One mistaken gene conversion for example turns the gene symbol SEPT2, short for Septin 2, to “2-Sep.” Likewise, MARCH1—aka Membrane-Associated Ring Finger (C3HC4) 1, E3 Ubiquitin Protein Ligase—is rendered as “1-Mar.” The scientists wrote: “Furthermore, RIKEN identifiers were described to be automatically converted to floating point numbers (i.e. from accession ‘2310009E13’ to ‘2.31E+13’).”

The conversion takes place without the researcher noticing and culminates in research papers with errors in their supplementary files, sometimes contributing to unverifiable data or errors in subsequent calculations.

paper: http://genomebiology.biomedcentral.com/articles/10.1186/s13059-016-1044-7
Excel's options can't be changed to fix the problem permanently ... the best work-around is probably to make a template with all cells set to "text". Then reset any columns where calculations are needed, or use a different template if doing calculations.

Pretty annoying, since it's an option a lot of people want, and it would be simple to implement program-wide. Most of the cell formatting features work fine on their own, so it's often creating other problems to have to turn all of them off, instead of just checking a box saying "never change the data into a date".

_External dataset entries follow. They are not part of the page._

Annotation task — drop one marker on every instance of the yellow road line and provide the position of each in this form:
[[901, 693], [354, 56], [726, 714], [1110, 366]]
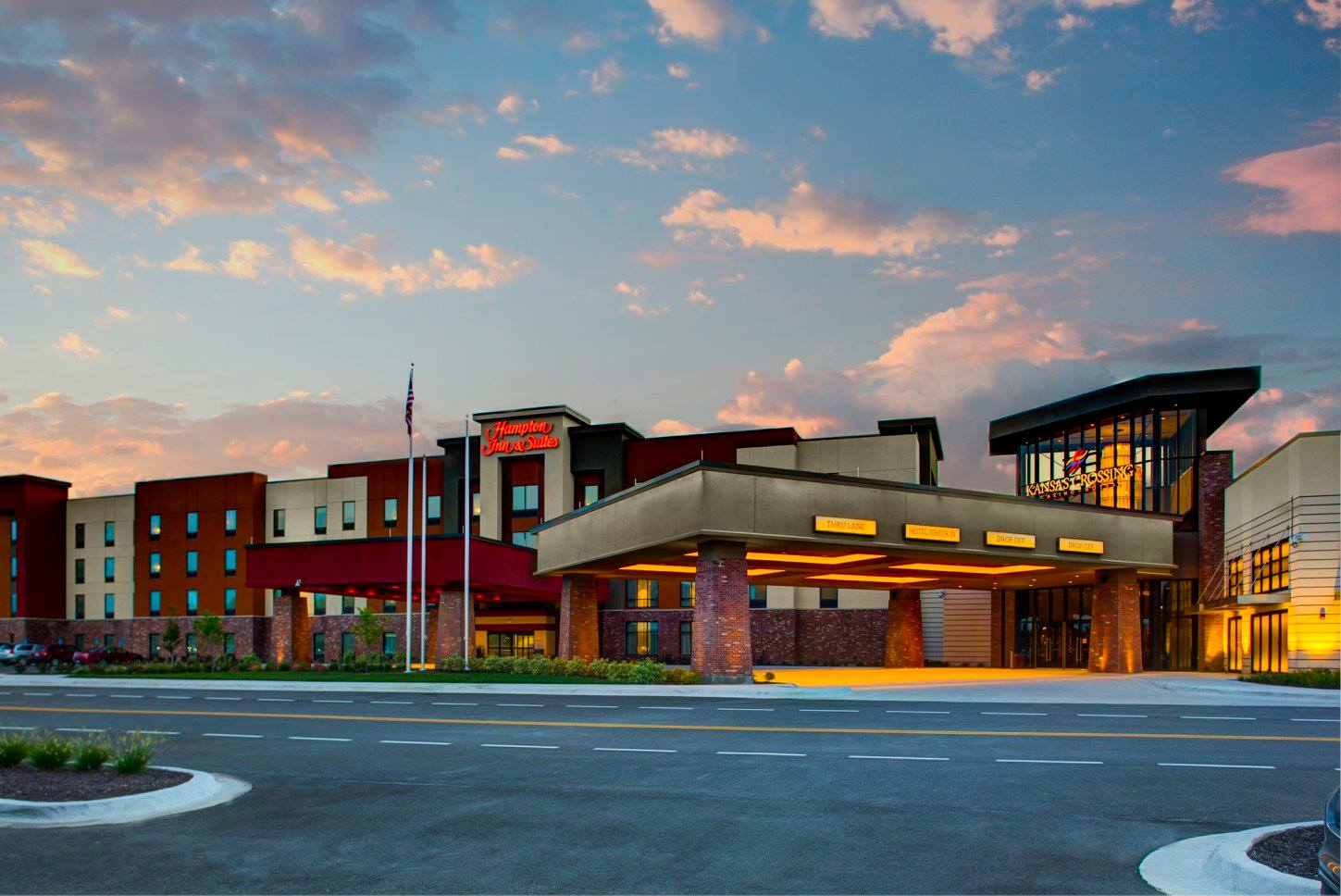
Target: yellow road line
[[645, 726]]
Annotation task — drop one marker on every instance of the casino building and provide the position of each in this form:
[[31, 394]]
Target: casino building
[[723, 550]]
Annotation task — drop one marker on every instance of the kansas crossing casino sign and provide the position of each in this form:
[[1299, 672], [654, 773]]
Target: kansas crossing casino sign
[[1081, 481], [510, 438]]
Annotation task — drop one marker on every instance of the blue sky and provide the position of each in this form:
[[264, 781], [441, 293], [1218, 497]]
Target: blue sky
[[230, 229]]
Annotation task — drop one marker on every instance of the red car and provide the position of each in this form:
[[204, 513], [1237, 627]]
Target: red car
[[106, 656]]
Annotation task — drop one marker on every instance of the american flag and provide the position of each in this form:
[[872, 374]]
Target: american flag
[[409, 404]]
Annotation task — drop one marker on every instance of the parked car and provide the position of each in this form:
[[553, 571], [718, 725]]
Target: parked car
[[1329, 864], [106, 656]]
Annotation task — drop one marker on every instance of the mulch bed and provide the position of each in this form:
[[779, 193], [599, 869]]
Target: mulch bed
[[59, 785], [1295, 852]]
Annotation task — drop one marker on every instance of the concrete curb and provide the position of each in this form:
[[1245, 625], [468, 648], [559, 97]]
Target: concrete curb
[[202, 791], [1221, 864]]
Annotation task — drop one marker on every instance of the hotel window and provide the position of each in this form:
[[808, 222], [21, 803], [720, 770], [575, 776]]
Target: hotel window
[[641, 593], [1272, 567], [1235, 579], [639, 639]]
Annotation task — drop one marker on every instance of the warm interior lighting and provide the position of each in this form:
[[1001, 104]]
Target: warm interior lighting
[[875, 579], [971, 570], [805, 558]]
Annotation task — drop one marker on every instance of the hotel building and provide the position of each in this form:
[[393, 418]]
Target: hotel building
[[727, 549]]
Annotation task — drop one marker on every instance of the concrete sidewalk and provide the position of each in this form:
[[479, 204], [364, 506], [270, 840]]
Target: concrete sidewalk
[[1153, 689]]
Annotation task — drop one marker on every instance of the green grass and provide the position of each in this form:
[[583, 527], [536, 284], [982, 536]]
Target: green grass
[[414, 678], [1297, 678]]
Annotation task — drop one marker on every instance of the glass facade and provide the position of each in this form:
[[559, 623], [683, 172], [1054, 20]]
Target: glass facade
[[1135, 460]]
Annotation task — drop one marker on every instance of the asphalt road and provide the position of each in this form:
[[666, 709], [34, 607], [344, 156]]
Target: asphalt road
[[498, 793]]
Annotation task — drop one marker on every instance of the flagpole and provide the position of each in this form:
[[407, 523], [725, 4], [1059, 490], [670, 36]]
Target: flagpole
[[424, 564], [466, 565], [409, 519]]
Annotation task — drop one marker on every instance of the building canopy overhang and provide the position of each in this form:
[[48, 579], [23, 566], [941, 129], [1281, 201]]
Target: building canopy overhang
[[818, 530], [376, 567]]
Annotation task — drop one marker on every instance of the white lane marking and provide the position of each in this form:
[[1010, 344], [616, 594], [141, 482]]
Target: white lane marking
[[519, 746], [919, 711], [1012, 714], [211, 734], [1206, 765]]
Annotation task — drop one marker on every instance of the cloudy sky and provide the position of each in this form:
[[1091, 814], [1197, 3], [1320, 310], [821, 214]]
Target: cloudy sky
[[227, 229]]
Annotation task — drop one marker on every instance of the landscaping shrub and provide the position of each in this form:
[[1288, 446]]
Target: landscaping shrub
[[92, 755], [1298, 678], [51, 752], [14, 749], [131, 753]]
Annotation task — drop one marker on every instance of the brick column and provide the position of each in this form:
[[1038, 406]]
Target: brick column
[[290, 629], [902, 630], [451, 613], [722, 615], [1116, 624], [579, 633]]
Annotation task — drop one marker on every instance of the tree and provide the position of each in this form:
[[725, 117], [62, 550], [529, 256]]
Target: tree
[[369, 629], [211, 632], [172, 639]]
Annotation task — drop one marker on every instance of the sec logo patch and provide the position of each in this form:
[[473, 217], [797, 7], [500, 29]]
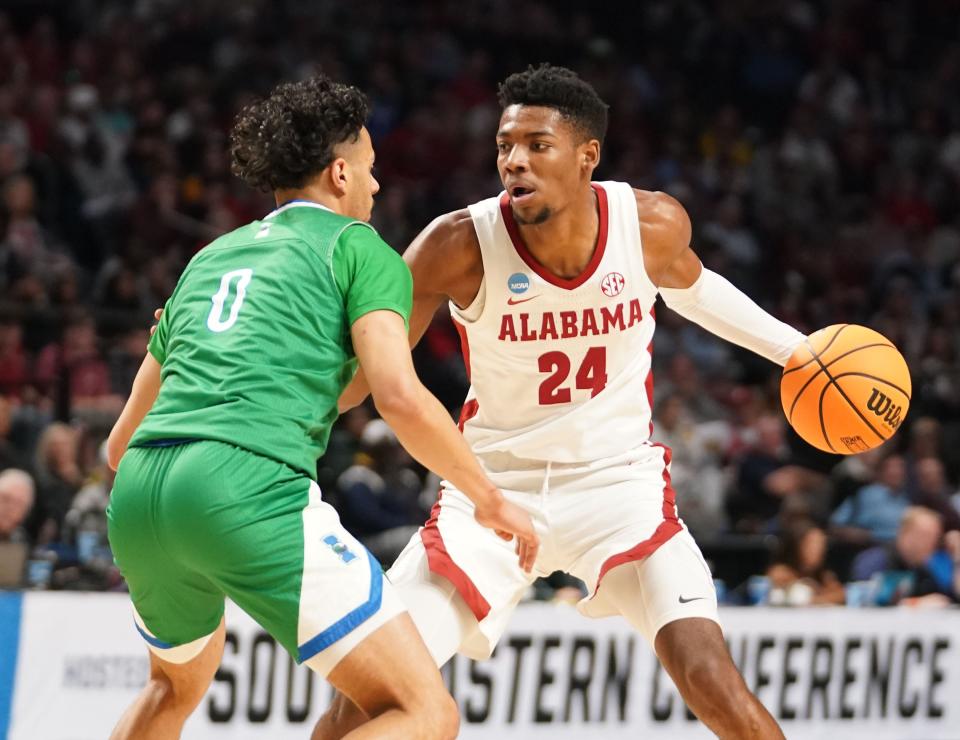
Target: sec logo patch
[[612, 284]]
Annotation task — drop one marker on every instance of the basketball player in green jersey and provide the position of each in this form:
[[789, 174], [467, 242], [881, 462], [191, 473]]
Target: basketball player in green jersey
[[233, 404]]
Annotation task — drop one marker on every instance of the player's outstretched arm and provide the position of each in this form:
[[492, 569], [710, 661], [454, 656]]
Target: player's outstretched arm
[[146, 386], [444, 254], [426, 431], [701, 295]]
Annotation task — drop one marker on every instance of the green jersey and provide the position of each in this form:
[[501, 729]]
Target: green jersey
[[255, 341]]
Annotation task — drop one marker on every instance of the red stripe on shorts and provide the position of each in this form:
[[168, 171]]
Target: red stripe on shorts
[[438, 558], [664, 531], [442, 564]]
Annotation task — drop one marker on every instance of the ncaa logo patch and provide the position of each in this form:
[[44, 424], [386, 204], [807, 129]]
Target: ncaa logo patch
[[518, 283], [612, 284]]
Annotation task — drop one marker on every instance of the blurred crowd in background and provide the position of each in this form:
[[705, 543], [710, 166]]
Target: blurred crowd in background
[[816, 146]]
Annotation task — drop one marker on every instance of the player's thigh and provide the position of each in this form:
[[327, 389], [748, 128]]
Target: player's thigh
[[437, 609], [189, 680], [458, 578], [390, 668], [276, 549], [671, 584], [176, 608]]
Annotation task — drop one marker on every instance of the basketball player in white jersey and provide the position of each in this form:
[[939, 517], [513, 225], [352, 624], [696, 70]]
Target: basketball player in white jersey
[[552, 285]]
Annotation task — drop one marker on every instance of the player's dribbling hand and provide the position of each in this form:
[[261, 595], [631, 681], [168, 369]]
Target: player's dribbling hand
[[508, 520]]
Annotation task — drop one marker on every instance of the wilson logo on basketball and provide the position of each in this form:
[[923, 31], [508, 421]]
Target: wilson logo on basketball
[[882, 406], [612, 284]]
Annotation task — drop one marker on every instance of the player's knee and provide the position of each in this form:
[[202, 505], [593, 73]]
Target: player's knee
[[714, 680], [443, 718]]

Excel is a good tool to explore data but I think it is not a suitable tool to use for research results. It is very hard to do any sort of quality control or unit testing of stats code or results. Having said that I'm not sure many academic researchers have much of an idea of doing any testing on the validity of how they produce their results, software testing.

Another problem is simply loading data can often lead to issues unless there are checks. I think one paper had an age of 32000+ which is clearly an issue in converting unsigned to signed integers in a load process. But checks should be put in place.

There were some economists who made spread sheet errors with a paper used by economists in support of austerity.